# [Commission] Night Lords Commander



## Sigur (Dec 9, 2010)

Heyhey, I finished this fella earlier. It's the Samael model by HiTech Miniatures (I'll post my review of their models later this week).





























Here's a close-up shot of the face (had to brighten up the picture and ramp up the contrast a little so the face is more visible.










Just a little detail so you know that it's not just the tip of the nose sticking out from dark nothingness.  The way I took the picture probably didn't help much either due to a shadow over his face and a weirdly prominent tip of the nose which just peeks out of the shadow.


Hope you like him. C&C welcome as always.


----------



## humakt (Jan 2, 2008)

The wings are really good. The contrast from dark to light is really effective. I can't see much of the face so can't really comment on that. The lightning on the armour is lovely and clear. A top model and I really am impressed with the work on the cloak.

Have some rep.


----------



## SwedeMarine (Jun 3, 2013)

Stunning work Mate! i actually like the way the face came out especially.


----------



## Tawa (Jan 10, 2010)

Nice work! :so_happy:


----------



## Sigur (Dec 9, 2010)

Yeees, yes, delicious, sweet rep. Juicy, fresh comments to feast upon... 

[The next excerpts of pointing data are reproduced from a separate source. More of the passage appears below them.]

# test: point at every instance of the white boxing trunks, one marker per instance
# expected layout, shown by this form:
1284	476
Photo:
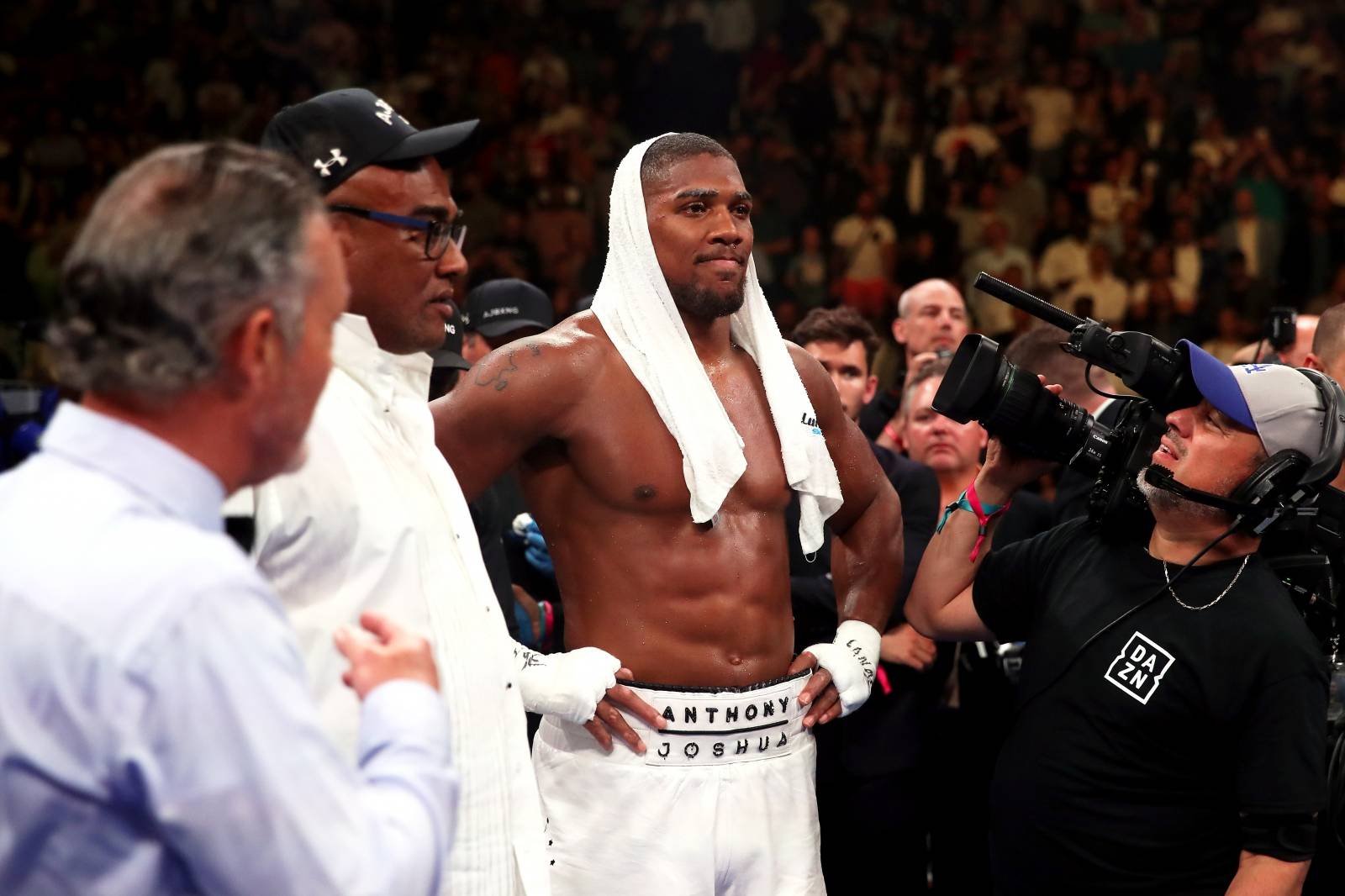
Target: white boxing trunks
723	802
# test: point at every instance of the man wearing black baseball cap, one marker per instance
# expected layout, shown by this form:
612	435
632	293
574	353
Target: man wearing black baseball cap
376	519
501	311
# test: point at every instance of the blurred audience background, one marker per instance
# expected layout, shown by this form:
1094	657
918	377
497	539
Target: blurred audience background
1169	165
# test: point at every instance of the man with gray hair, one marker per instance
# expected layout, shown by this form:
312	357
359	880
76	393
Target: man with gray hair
931	319
156	732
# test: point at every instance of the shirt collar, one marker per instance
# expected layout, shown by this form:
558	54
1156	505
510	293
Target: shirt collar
181	485
381	373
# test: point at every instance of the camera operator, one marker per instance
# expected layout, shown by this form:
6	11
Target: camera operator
1177	750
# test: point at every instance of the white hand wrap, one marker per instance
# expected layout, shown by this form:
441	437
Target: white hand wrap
567	685
853	661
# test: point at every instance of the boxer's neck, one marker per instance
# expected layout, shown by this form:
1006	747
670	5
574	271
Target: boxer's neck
709	338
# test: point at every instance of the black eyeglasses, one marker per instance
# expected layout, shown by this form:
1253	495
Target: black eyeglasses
437	233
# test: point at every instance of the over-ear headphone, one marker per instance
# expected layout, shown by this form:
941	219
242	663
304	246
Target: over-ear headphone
1290	477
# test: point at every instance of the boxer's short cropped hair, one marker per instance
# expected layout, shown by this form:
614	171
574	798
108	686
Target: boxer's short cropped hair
177	252
669	151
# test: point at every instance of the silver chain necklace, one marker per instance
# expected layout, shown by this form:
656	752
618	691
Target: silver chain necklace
1237	576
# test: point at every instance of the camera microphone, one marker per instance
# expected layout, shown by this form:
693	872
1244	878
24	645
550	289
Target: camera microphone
1163	478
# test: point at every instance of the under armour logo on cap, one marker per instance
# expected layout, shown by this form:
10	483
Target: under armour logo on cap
340	132
385	112
326	166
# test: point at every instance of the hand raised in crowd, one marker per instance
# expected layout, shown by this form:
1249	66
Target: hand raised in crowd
908	647
607	720
919	362
392	654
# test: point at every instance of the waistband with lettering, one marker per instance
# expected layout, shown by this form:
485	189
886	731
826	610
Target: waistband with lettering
720	725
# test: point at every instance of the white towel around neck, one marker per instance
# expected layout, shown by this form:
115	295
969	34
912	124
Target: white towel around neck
636	309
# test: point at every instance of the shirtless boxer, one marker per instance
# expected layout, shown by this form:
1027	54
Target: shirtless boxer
705	606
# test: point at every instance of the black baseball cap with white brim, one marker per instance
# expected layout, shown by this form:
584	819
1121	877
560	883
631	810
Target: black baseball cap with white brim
340	132
498	307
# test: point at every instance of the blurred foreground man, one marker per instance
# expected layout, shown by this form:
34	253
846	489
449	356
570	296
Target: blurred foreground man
156	732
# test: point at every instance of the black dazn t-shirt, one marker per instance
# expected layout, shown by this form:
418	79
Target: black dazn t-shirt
1129	772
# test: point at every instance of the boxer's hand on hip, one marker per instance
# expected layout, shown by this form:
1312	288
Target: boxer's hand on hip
609	720
568	685
849	665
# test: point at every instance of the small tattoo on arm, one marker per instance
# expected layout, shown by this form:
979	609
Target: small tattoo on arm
501	377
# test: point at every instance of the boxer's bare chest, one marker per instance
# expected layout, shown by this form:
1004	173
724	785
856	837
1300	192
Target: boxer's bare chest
618	451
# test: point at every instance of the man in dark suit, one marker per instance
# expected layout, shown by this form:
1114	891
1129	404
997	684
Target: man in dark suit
868	764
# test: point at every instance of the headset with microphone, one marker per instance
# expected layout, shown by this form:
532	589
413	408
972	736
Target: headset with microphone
1286	481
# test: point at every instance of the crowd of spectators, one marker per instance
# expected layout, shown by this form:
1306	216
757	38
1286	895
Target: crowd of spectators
1169	165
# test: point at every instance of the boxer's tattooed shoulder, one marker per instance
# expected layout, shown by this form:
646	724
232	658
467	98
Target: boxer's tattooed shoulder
497	376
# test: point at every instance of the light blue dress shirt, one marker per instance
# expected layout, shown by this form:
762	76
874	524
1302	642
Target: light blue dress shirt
156	732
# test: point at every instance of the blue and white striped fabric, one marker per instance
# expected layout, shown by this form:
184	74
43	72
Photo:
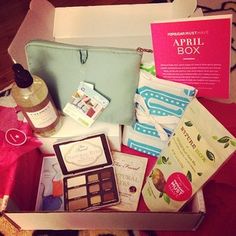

Thanks, guys! The face I really just hinted at, only painting the outlines (eyebrow bulges, nose, cheekbones) in a very dark colour. I'm currently working on another figure from their range. Should be done within this week (along with a review of the figures).


----------



## falcoso (Apr 7, 2012)

That's an incredible conversion, where did you get all the bits from?


----------



## Khorne's Fist (Jul 18, 2008)

The paint job is excellent. I really love the NL scheme. But I really don't like the HiTech stuff at all. No matter the paint job the model is still crap.


----------



## neferhet (Oct 24, 2012)

This model is just great. Shadowy and filled with spots of light at the same time! This is sorcery! Great work!


----------



## morfangdakka (Dec 31, 2006)

THis is a really nice model. I like the way the wings go light to dark and the details on the cloak. I like that the face can't really be seen. It makes him look more sinister and evil.


----------



## Sigur (Dec 9, 2010)

@falcoso: As I said, it's not a conversion, it's built straight out of the box and by HiTech Miniatures (the specific model is called Samael).
@Khorne's Fist: Thanks very much. People liking the paintjob despite not liking the model is always some outstanding compliment in itself. Actually, it's the first time I painted a Night Lord and I have to say that the colour scheme really is very cool. As for my personal views on the model... well, the review's coming up on Thursday. 
@neferhet: Well, it IS a chaos model so a bit of sorcery has to be included.  thanks very much.
@*morfangdakka*: Thanks muchly and I absolutely agree about the face. He's a very sinister looking one. Not quire subtle with the huge nasty claws and all but sinister.


----------



## DeathJester921 (Feb 15, 2009)

Holy hell. That is an amazing model!


----------



## Miami (Jul 1, 2010)

Paint job is awesome. Model is awesome. I really like the chainmail he has hanging as a robe between his legs, looks much better than the regular chains that hang from GW's models. 

I took a look at HiTech's site and found some models that I really like, especially the ArchFather Mortimer model (expensive as hell though...). So I'm really looking forward to your review of their models.

Anyways, keep it up!


----------



## Sigur (Dec 9, 2010)

Thanks, guys!

In fact, I've got Mortimer on the table this very moment! Pricewise I think they're pretty much up to the standards of the crowds HiTech Miniatures are catering to. These models are HUGE.

Review tomorrow!


----------



## Miami (Jul 1, 2010)

Hey man, read your review on the models over at taleofpainters. First of all, thanks for taking your time to share your thoughts, the review was great! 

Like I said earlier, I have my eye on the Mortimer model for having the role of my chaos lord in my army. But it did look quite complicated with the wings and whatnot, would you recommend a newcomer (haven't worked with a resin model yet) having a go at assembling the model?

Oh, and are you going to paint Mortimer as well?

Keep up the great work.


----------



## Sigur (Dec 9, 2010)

Thanks for the feedback, Miami! I was just about to post a link to the review in here.  I'm currently painting the Mortimer model, he actually is rather close to being finished.

Here's the latest WIP shots:



















I would say that the assembly of Mortimer is less complicated than building Samael. The only things you gotta be careful about might be the small spikes on his head and that you don't snap the feathers when cutting them off these "sheets". For that I would definately suggest sanding the backside of the sheets as thin as possible so cutting the feathers out won't be as much of a problem. Gluing the feathers on is no problem and you're free to place them anywhere you want. Same with the positioning of the scythe by the way. There are no real indicators were the handles are supposed to go. As always with resin figures - give them a good scrub with soapy water before working with them. 

You always have the option to have somebody put the model together and paint it of course. Here's my card.  


For those who haven't read it on Tale of Painters yet, here's my review of the HiTech Miniatures Samael figure: 
*http://battlebrushstudios.blogspot.co.at/2013/11/review-hitech-miniatures-samael.html*

Hope you like it and find it interesting!


----------



## Ddraig Cymry (Dec 30, 2012)

A beautiful paint job fitting a beautiful model! Nicely node


----------